I specifically mentioned Russia and Ukraine because such factors like
drinking, smoking, food, genetics, lifestyle/habbits are very similar across
all 3 countries and thus can't explain those post-Chernobyl appeared high
cancer rates in Belarus.

------
rdtsc
> It is concluded that the two explosions in the reactor that many witnesses
> recognized were thermal neutron mediated nuclear explosions at the bottom of
> a few fuel channels and then some 2.7 s later a steam explosion that
> ruptured the reactor vessel.
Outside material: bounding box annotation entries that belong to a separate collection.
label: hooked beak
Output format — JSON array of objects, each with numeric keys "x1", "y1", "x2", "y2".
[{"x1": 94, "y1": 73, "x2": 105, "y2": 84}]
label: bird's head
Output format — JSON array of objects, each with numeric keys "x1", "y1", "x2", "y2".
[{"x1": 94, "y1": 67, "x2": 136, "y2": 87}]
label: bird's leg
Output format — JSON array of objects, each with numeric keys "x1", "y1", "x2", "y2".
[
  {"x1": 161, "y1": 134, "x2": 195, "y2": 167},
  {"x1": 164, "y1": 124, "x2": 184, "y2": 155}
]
The nuclear explosions formed a plasma jet that
> shot upward through the still intact refueling tubes, rammed the 350-kg
> plugs, and continued through the quite thin roof and then some 2.5 to 3 km
> into the atmosphere where the meteorological situation provided a route to
> Cherepovets.

That's pretty crazy. It ended up as a nuclear canon firing 350kg (700lbs)
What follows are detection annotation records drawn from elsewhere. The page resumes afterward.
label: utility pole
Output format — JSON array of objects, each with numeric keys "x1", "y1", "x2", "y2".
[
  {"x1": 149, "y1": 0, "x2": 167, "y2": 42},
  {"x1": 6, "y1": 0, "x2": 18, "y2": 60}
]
projectiles straight up into the atmosphere, right through the roof. Even more
odd is that some lab, for a completely unrelated reason (building a liquid
oxygen and nitrogen facility) was sampling noble gases from the atmosphere.
And then someone could go back and draw these conclusions more than 30 years
later.

------
paulgerhardt
Previously theorized by Charlie Stross in a significantly more fanciful, but
riveting take: [https://www.tor.com/2012/07/20/a-tall-
tail/](https://www.tor.com/2012/07/20/a-tall-tail/)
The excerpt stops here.